Pela regra, serão criados 46 conselhos com caráter consultivo, embora a apresentação de sugestões de novas regras, ou mesmo impasses sem solução, possa contribuir para que a Anatel balize suas ações. “Os conselhos vão produzir relatórios anuais, por meio dos quais a Anatel vai acompanhar sua atuação, suas principais demandas e quais são os conflitos. Diante disso, nada mais normal que a Anatel foque sua fiscalização diante de demandas apresentadas ali, ou mesmo mude regras”, afirmou Silveira.

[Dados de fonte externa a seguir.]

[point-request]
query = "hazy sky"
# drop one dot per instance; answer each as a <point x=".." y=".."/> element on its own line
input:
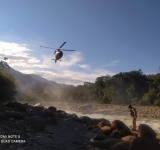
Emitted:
<point x="109" y="36"/>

Agora, as empresas terão que convocar publicamente a reunião de constituição dos conselhos para que os interessados em participar se apresentem. Na ocasião, serão escolhidos os componentes dos conselhos, que devem ser seis usuários e seis representantes de associações ou entidades de defesa do consumidor.

As concessionárias de telefonia fixa (Brasil Telecom, CTBC Telecom, Embratel, OI, Sercomtel e Telefônica) têm de criar pelo menos um conselho para cada grupo de dois milhões de acessos fixos em serviço. Pelas contas da Anatel, todos os estados terão conselhos de usuário de telefonia fixa, sendo que São Paulo terá nove. Oito deles deverão ser constituídos pela Telefônica e o outro pela Embratel. “Agora, os usuários terão um mecanismo para apresentar, diretamente à empresa, dúvidas, demandas, reclamações. Com os conselhos, eles vão exercer sua cidadania”, concluiu Silveira.